Издательство Корнельского университета выпустило книгу Эдит Клюс «Russia on the Edge», или, как перевела название сама автор, «Россия на периферии»? Подзаголовок: «Воображаемая география и постсоветская идентификация». А в заголовок предисловия вынесен вопрос: «Россия — центр или периферия?»

Американские эксперты пишут, что Эдит Клюс в своей книге исследует, почему вопрос о границах вызывает столь острые дебаты в современной России. Спорят не столько о том, что такое Россия, сколько о том, какое место Россия занимает на географической карте. От этого зависит, как россияне видят самих себя. Другой эксперт называет книгу Эдит Клюс новой страницей в изучении таких явлений, как национализм и национальное самоощущение в сегодняшней России.

Эдит Клюс — доктор наук, профессор факультета славянских языков и литературы Канзасского университета в Лоуренсе, возглавляет Центр российских, восточноевропейских и евразийских исследований при Канзасском университете. «Russia on the Edge» — её пятая книга, посвященная России.
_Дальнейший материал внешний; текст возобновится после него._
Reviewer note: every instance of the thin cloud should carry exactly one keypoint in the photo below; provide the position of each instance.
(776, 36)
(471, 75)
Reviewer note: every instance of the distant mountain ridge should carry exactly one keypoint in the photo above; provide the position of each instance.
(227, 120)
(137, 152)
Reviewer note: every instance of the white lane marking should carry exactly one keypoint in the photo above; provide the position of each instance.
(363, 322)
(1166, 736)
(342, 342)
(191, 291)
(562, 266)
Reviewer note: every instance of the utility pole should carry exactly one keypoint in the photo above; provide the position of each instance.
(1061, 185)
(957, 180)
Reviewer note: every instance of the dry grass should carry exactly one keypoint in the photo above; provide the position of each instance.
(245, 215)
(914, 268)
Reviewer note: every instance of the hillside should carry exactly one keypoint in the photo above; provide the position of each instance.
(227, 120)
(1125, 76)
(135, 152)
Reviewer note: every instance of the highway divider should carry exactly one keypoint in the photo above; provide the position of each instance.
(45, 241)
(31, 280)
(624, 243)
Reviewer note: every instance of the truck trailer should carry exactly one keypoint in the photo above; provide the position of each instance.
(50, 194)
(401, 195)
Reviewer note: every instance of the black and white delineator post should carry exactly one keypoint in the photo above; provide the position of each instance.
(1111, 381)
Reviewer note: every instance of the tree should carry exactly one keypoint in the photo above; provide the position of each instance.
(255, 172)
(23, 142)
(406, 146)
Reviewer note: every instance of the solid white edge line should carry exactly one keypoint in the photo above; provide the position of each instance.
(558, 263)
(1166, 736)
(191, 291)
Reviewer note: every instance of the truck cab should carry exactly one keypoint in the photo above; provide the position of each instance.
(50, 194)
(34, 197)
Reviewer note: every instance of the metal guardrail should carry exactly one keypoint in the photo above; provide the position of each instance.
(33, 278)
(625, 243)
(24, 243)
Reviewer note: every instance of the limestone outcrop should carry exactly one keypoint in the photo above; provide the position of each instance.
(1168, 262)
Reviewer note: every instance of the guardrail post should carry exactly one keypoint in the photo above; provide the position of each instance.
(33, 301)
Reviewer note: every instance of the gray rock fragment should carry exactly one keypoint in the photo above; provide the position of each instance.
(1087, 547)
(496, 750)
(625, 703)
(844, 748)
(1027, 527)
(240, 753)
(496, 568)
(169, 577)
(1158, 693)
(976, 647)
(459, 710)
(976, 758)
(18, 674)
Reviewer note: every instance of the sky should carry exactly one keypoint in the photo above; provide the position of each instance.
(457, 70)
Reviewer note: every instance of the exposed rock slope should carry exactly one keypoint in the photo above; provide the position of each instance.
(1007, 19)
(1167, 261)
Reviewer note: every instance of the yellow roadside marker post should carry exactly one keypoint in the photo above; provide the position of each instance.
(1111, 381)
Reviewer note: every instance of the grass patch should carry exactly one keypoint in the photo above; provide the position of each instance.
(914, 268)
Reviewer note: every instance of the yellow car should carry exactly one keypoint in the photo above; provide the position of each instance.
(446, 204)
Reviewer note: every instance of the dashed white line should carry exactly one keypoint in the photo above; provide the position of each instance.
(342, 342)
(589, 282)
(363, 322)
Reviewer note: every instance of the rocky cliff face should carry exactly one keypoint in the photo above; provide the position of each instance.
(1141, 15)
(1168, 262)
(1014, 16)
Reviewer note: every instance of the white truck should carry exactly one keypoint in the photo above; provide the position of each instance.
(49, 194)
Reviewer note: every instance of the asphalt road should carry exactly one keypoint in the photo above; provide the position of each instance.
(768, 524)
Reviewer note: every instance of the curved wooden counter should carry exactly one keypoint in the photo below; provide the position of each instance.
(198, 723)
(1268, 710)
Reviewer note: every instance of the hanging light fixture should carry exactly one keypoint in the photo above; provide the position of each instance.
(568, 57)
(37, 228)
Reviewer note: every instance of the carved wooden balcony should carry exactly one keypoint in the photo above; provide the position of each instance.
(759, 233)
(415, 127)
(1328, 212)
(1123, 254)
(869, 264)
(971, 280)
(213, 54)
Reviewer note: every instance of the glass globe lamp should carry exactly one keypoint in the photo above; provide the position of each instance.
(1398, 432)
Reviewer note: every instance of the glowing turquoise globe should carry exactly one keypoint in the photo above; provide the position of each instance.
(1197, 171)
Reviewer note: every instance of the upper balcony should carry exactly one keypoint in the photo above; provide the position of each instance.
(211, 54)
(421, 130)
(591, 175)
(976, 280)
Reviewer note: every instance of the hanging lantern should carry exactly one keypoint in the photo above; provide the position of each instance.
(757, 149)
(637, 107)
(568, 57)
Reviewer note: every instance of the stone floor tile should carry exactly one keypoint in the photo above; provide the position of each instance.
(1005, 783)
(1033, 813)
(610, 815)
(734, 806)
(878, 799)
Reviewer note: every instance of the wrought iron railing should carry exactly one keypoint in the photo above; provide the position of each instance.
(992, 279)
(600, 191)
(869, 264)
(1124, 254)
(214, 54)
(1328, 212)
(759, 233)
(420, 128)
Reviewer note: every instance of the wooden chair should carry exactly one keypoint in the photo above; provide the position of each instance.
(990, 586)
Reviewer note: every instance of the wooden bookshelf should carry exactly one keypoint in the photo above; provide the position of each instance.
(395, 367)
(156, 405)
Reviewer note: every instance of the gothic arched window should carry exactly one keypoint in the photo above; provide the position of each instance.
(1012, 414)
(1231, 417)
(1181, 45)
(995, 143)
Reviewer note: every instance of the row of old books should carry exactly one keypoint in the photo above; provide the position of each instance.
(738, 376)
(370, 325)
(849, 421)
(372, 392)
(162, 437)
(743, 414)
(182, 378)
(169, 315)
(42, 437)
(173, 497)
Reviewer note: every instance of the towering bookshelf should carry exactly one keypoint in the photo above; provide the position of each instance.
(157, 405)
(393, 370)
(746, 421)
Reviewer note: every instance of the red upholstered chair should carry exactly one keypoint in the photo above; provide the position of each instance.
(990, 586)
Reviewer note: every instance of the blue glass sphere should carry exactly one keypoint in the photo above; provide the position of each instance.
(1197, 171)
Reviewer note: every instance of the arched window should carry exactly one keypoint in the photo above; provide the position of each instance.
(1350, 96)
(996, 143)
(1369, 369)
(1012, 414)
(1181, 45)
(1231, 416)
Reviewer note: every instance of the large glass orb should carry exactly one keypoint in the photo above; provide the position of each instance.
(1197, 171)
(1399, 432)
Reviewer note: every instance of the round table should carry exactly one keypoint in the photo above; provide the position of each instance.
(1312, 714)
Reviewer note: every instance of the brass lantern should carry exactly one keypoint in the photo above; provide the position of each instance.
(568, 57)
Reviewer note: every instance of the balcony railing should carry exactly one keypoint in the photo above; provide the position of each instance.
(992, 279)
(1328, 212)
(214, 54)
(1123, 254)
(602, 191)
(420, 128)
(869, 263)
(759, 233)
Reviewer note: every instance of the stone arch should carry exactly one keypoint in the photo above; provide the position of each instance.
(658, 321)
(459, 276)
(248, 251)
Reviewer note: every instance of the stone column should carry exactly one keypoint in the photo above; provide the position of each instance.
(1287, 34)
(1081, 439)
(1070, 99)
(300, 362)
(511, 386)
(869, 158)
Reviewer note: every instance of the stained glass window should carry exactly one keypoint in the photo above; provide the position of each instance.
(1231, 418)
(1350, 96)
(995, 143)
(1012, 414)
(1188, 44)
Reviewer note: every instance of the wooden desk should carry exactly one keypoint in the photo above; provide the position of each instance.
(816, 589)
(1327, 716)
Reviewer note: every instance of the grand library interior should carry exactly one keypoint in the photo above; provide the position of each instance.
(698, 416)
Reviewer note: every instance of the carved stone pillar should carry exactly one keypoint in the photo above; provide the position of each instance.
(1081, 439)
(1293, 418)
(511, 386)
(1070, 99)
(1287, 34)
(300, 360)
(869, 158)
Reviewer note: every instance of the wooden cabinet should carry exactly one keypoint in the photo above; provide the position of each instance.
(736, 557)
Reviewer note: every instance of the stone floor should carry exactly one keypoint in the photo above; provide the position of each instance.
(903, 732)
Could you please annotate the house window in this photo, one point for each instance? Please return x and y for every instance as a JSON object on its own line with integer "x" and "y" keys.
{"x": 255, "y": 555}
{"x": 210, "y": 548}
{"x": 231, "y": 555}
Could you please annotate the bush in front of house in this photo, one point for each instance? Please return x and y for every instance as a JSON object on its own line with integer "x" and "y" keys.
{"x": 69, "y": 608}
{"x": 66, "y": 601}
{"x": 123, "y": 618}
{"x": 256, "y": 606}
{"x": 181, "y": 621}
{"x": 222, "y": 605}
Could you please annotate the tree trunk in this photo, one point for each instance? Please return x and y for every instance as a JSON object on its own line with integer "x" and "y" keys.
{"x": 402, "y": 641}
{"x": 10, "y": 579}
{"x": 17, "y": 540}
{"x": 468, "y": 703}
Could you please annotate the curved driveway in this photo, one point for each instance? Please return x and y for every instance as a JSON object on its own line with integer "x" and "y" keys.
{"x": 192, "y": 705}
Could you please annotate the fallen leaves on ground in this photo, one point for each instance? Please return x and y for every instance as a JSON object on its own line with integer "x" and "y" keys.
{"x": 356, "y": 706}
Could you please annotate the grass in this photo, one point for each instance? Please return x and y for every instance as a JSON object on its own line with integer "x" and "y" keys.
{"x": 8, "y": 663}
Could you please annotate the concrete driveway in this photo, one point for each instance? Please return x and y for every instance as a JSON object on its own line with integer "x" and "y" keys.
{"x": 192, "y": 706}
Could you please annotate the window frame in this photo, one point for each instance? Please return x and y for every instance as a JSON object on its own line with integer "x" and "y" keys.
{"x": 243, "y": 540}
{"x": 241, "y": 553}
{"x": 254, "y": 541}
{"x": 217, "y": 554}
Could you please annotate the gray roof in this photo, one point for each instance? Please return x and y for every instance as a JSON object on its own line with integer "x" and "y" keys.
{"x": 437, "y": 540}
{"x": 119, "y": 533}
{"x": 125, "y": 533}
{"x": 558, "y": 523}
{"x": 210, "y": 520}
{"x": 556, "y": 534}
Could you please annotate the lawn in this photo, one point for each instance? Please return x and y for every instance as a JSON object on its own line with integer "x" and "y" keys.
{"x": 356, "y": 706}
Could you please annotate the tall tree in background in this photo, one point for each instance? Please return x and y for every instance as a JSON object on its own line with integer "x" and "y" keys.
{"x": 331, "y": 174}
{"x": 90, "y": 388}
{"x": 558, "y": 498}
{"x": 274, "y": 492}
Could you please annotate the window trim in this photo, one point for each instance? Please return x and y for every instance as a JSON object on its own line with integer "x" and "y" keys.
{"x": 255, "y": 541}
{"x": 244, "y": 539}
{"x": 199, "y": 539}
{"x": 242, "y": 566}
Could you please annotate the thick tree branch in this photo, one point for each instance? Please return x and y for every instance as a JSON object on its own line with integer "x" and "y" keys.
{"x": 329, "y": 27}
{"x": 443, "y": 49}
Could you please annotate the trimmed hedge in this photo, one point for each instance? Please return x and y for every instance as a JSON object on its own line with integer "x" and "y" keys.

На темы, затронутые в новой книге, состоялся наш разговор.

— Как-то Збигнев Бжезинский сказал мне в интервью, что, по его мнению, Россия никогда не была и не будет европейской страной, и что она не только ногами, но и головой в Азии. Вы согласны с этим?

— Да, я согласна. Россию нельзя считать европейской страной, хотя русская интеллигенция всегда была близка западный традиции морального самоусовершенствования, самовыражения и гражданственности. А частным предпринимательством русская интеллигенция занималась меньше. При последнем советском президенте Горбачёве свобода слова, то есть гласность, превалировала над настоящей экономической перестройкой на китайский, скажем, лад. Это и есть шаг в сторону западных идей. Но при этом Россия оставалась азиатской страной. Московия была основана на некоторых монгольских понятиях политического и военного порядка. Особенно интересно возрождение евразийского направления в политическом мышлении, новый или возобновлённый интерес к монгольскому наследию. Вспомним, например, фильм Бодрова «Монгол» о Чингис-Хане, с размышлениями о евразийском союзе славянских, тюркских и иранских народов в противопоставление романо-германским народам.

— Чьи идеи, на ваш взгляд, главенствуют сегодня в российской философии, культурологии, литературе и искусстве — западников или славянофилов?

— Это страшная смесь. У меня есть глава о новом западнике, философе Михаиле Рыклине. Славянофильство и западничество играет какую-то роль, но есть направление и то, и другое. Вспомним о Сергее Хоружем, о Рыклине и, в политике, об Ирине Хакамаде. Они — западники. Но, с другой стороны, слышится и читается какая-то действительно страшная смесь православного традиционализма и радикального неофашистского национализма со стороны Дугина, Проханова и некоторых других писателей.

— Как «воображаемая» география влияет на мечты о возрождении империи?

— Воображаемая география последних 20 лет передаёт страстное желание вернуть империю. Это с одной стороны. С другой — она выражает русскую неуверенность в себе и боязнь, что без империи русские — никто, что Россия стала периферией богатого мира. В своём трактате «Как нам обустроить Россию» Солженицын призвал своих сограждан отбросить идею империи, ограничиться русскими землями и сосредоточиться на моральном усовершенствовании. Впрочем, он, конечно же, хотел, чтобы Беларусь, Украина и Казахстан образовали единый союз вместе с Россией. Тут опять вкрапливается имперская идея, которой, видимо, трудно избежать в России. Но, с третьей стороны, новая постсоветская воображаемая география у таких разных писателей, как Толстая и Пригов, указывает на творческую и идеологическую несостоятельность идеи о центре. А у таких, как Рыклин и Улицкая, указывает на творческую энергию, идущую с периферии.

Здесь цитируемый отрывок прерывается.